We believe Christ our Savior died for our sins, was buried and rose again the third day according to the scriptures and appeared to His disciples ( 1 Cor. 15:1-8; Rom. 4:25 ).
We believe in the bodily ascension of Jesus Christ to heaven, His exaltation as Lord to the right hand of the Father, and His return in a state of glory for a glorious Church ( Jn. 14:2-3; 1 Thes. 4: 13-18 ).
We believe in the salvation of sinners by grace through repentance and faith in the perfect and sufficient work of Jesus Christ upon the cross by which we obtain the remission of sins through His shed blood ( Eph. 2:8-9; Heb. 9:12-14; Rom. 5:11 ).

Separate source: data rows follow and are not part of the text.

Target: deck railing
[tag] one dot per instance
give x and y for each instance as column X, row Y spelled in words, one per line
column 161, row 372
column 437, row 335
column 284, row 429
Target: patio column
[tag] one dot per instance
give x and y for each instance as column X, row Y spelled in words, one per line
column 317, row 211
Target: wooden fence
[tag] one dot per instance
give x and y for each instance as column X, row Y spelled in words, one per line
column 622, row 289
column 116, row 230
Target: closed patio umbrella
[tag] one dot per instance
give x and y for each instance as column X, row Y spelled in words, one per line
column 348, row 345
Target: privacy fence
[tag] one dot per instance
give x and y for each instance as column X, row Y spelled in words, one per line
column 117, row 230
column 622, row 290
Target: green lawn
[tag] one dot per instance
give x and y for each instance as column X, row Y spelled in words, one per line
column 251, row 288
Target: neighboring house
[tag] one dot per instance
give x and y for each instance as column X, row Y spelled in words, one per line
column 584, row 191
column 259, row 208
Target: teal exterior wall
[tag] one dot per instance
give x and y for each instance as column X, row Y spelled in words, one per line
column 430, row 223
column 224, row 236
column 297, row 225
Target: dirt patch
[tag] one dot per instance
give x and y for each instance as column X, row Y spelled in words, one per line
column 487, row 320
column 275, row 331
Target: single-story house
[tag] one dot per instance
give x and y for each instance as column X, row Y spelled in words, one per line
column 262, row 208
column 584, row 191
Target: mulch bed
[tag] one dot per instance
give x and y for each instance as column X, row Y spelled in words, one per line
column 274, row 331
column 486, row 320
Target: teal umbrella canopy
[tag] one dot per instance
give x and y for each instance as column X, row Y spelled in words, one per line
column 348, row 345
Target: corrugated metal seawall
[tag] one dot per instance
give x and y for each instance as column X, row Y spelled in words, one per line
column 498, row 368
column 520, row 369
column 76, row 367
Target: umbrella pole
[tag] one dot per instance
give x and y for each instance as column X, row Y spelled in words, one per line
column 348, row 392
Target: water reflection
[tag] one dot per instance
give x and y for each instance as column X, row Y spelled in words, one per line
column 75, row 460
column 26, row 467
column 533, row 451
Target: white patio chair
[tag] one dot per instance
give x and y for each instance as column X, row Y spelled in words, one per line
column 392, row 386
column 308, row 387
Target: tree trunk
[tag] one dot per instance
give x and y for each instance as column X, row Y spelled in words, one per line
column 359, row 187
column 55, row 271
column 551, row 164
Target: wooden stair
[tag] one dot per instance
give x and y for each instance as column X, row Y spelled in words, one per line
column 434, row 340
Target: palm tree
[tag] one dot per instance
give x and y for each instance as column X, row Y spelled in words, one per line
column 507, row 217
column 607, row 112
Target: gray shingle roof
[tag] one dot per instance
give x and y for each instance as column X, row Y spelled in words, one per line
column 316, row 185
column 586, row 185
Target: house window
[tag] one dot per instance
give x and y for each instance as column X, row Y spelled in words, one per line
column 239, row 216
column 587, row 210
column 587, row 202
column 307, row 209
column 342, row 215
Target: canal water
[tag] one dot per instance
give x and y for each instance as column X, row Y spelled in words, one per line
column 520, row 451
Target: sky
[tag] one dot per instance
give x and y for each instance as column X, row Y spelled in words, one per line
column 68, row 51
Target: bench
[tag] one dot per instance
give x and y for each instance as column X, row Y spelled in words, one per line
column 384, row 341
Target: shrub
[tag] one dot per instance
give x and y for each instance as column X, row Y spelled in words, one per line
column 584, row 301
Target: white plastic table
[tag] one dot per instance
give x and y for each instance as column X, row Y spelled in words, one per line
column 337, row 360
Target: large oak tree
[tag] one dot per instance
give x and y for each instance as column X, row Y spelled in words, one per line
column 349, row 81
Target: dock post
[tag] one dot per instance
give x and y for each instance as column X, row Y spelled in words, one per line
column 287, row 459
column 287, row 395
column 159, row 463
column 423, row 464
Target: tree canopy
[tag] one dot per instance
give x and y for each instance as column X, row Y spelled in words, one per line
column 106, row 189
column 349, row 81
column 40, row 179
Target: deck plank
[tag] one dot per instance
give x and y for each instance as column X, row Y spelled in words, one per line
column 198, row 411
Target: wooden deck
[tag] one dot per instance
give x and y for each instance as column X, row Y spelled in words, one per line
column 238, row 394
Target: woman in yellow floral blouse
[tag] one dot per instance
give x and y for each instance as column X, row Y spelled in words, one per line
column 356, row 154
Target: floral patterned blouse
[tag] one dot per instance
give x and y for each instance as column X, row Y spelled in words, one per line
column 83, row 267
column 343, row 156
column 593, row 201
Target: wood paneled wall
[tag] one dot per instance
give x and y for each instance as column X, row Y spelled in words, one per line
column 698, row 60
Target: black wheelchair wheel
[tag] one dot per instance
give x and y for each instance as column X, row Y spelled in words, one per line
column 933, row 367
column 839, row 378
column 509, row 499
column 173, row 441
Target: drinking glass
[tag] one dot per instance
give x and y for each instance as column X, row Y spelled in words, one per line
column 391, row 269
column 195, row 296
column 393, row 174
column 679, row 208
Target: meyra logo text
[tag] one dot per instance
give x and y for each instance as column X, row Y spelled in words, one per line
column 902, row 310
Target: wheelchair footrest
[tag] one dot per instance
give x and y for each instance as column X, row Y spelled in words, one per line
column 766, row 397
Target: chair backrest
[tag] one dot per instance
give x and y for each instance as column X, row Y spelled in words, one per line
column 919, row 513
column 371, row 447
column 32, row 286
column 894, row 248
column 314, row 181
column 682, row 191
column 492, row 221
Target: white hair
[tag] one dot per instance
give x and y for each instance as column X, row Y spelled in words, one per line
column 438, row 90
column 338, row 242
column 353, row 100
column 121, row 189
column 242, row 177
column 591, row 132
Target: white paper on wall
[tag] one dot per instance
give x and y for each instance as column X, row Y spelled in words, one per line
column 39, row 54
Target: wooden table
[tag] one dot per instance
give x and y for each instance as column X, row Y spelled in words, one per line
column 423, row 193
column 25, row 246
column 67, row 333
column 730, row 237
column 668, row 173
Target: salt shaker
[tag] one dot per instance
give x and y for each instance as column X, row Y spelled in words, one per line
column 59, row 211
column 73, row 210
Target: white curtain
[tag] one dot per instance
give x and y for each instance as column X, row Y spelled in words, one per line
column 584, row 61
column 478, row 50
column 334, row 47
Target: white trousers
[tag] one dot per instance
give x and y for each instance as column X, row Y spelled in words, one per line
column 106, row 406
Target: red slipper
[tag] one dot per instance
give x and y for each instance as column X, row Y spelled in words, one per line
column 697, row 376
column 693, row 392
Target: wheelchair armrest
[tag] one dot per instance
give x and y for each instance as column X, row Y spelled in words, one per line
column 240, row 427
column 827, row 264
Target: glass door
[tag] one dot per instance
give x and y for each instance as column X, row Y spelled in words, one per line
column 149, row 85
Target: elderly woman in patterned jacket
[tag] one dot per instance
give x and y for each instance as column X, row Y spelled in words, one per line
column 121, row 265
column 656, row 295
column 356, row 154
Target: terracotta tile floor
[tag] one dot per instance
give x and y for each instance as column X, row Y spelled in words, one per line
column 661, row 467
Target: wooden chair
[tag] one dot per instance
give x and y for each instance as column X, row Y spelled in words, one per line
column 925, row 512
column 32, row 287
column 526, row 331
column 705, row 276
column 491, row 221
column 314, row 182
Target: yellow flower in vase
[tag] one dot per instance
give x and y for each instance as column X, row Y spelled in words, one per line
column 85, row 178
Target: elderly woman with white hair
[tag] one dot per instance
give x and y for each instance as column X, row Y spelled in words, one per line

We believe that water baptism is the obedient response to the command of the Lord ( Mt. 28:19; Acts 2:38; 19:1-6 ).
We believe in the baptism of the Holy Spirit, the promise of the Father for the empowering and maturing of the Christian with His accompanying gifts and fruits (Acts 2:1-4; 8:14-17; 10:44-46; Gal. 3:14).
We believe that the Church is the Body of Christ, the expression of the present rule and reign of the Kingdom of God on earth, and that Christ gave to the Church apostles, prophets, evangelists, pastors, and teachers for government and order and the preparing of disciples for works of service ( Eph. 4:11-13 ).
We believe in the resurrection of the dead, eternal judgment, and life everlasting ( Jn. 3:16; Jn. 5:24-27; Mk. 9:43-48; 2 Thes. 1:9; Rev. 20:11-15).
We believe in the present rule and reign of the Lord Jesus Christ in His Kingdom authority through His Body the Church. This will result in a glorious Church and a global harvest and that harvest will characterize the end of the age (Mt. 13:39; Acts 3:21).
We believe that the Church is in a process of restoration. God has called us both individually and corporately to repent, be converted, and receive refreshing from the presence of the Lord, for the purpose of “the restoration (reformation) of all things” (Acts 3:19-21; Heb. 6:1,2).
We are committed to allow the Holy Spirit to bring about reformation in the Church for the purpose of this restoration and the manifestation of God’s sons in the earth ( Rom. 8:19-21; 2 Cor. 3:17,18 ).